Le deuxième volume de « Les Somnambules » nous plonge dans un milieu très différent du premier, celui de la classe moyenne de l’époque. Esch est un comptable scrupuleux qui vient de se faire virer de son travail parce qu’un margoulin au-dessus de lui a trafiqué les comptes. Esch ne le supporte pas comme il ne supporte pas la moindre injustice. Pour lui, il faut que les additions soient exactes, la moindre petite différence n’est pas supportable. Il n’est pas besoin de préciser que Esch n’est pas adapté au monde qui l’entoure et à sa relativité. Confronté au syndicalisme, au monde du cirque, Esch ne voit de solution que dans l’Amérique, nouveau monde, utopie où il est serait de repartir à zéro, mais il va rentrer sagement dans le rang.


« Dans cette anxiété souveraine qui s’empare de chaque homme au sortir de l’enfance, à l’heure où le pressentiment l’envahit  qu’il lui faudra marcher seul, tous ponts coupés, au rendez-vous de sa mort sans modèle, dans cette extraordinaire anxiété qu’il faut bien déjà nommer un effroi divin, l’homme cherche un compagnon afin de s’avancer avec lui, la main dans la main, vers le porche obscur, et pour peu que l’expérience lui ait appris quel délice il y a sans conteste à coucher auprès de son semblable, le voilà persuadé que cette très intime union des épidermes pourra durer jusqu’au cercueil. »

« En un sens, ce qui compte, ce ne sont plus les hommes. Ils sont tous pareils et peu importe que celui-ci se résorbe dans celui-là, que l’un prenne la place de l’autre. Non, le monde ne s’ordonne plus selon les bons et les méchants, mais selon certaines forces bonnes ou mauvaises. »


« Quand les désirs et les fins prennent consistance, quand le rêve fait irruption jusqu’au point des grands tournants et des grands bouleversements de la vie, la route se resserre alors vers de plus obscures galeries et sur celui qui rêvait sa vie descend l’avant-rêve de la mort ; ce qui fut désirs et fins glisse une nouvelle fois devant lui comme aux yeux d’un agonisant et l’on pourrait dire que c’est hasard si la mort n’est pas le terme du voyage. »
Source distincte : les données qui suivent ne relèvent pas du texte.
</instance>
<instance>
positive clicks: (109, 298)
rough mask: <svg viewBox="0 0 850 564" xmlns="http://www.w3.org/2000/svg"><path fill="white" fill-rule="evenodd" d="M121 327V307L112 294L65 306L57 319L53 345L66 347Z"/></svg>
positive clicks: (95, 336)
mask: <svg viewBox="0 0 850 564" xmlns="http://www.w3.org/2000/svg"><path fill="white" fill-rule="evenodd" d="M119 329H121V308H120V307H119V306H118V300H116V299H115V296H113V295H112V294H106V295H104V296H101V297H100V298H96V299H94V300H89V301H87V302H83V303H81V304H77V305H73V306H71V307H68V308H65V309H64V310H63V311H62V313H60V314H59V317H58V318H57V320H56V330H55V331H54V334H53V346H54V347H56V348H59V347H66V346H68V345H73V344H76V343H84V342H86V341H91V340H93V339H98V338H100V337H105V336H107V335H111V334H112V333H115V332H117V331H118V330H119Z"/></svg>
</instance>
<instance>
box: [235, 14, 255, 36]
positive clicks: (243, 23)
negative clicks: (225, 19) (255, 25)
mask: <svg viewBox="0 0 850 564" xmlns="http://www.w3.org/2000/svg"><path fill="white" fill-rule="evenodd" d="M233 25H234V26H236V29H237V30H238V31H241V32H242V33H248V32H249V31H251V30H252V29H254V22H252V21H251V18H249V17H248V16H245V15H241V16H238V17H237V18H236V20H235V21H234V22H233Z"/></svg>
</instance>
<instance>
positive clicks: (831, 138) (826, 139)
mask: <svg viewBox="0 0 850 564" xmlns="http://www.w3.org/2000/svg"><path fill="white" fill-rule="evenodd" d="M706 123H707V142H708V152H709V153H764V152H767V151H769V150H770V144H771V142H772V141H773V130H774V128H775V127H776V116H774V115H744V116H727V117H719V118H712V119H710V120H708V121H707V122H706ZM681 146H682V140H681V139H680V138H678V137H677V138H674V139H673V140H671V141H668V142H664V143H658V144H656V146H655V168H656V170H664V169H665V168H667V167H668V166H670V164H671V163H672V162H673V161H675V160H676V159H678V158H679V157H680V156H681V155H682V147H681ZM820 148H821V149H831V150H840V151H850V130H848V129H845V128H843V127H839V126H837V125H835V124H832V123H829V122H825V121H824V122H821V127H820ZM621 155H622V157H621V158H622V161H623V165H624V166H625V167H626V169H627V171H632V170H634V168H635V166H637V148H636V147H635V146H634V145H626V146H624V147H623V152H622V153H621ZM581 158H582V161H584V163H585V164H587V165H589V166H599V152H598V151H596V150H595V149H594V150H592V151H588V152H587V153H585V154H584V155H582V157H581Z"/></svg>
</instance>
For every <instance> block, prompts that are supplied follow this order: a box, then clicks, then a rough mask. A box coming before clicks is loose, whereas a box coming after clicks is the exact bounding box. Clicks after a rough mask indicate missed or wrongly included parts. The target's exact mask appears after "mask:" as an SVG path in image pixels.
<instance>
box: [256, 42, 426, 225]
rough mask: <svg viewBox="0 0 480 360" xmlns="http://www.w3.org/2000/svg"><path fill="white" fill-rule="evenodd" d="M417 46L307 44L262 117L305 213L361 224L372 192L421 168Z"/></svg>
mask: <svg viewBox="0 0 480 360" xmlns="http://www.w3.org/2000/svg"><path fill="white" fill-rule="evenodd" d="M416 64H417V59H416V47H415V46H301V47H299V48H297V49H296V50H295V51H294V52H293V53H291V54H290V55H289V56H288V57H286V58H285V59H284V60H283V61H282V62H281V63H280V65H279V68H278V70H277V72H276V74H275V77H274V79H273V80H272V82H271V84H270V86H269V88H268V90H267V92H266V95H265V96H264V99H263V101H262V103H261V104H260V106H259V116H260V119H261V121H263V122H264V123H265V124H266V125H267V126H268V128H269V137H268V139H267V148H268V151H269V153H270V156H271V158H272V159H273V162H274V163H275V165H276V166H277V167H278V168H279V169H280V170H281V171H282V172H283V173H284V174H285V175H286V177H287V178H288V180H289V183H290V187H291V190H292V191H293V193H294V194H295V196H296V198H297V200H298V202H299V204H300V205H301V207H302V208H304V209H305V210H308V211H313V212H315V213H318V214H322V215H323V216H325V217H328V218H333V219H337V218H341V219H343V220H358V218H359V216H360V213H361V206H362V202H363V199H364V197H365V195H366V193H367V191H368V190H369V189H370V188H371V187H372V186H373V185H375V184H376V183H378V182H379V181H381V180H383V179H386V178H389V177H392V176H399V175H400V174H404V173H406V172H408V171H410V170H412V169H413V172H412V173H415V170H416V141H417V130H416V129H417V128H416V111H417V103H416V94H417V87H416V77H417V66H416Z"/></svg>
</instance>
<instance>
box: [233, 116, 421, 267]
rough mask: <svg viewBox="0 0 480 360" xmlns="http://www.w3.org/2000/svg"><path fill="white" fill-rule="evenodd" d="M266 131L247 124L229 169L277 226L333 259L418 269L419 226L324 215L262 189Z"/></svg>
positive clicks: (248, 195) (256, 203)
« Les choses sont proches à l’excès et lointaines infiniment comme aux regards d’un enfant et le voyageur qui a pris le train et qui d’un lointain pays aspire à revoir sa femme ou même son pays natal est semblable à celui dont les yeux commencent à faiblir et que pénètre sourdement la crainte de perdre la vue. De grands pans d’ombre l’environnent, du moins cela lui semble sitôt qu’il s’est couvert le visage de son manteau, et pourtant en lui un savoir vient d’éclore qu’il possédait peut-être déjà et il n’y avait pas pris garde. Il est au seuil du somnambulisme. Il suit encore la route tracée par les ingénieurs, mais il l’a suit tout au bord et la chute menace. Il entend encore la voix des démagogues mais pour lui ce n’est plus un langage. Il étend les bras vers les côtés et vers l’avant, tel le triste funambule qui, bien au-dessus de la bonne terre, a le secret d’un aplomb meilleur. Glacée et subjuguée, l’âme prisonnière s’allège et le dormeur glisse vers le haut, là où les ailes des amants frôlent son haleine comme le duvet que l’on pose aux lèvres d’un mort, et il appelle l’instant où on lui demandera son nom comme à un enfant, afin qu’il lui soit permis de se perdre sans rêve dans les bras de la femme, aspirant la première haleine du pays natal. Il ne s’est pas encore aventuré très haut, toutefois il a déjà gravi un petit échelon entièrement vierge, de la nostalgie : il ne sait plus comment il se nomme »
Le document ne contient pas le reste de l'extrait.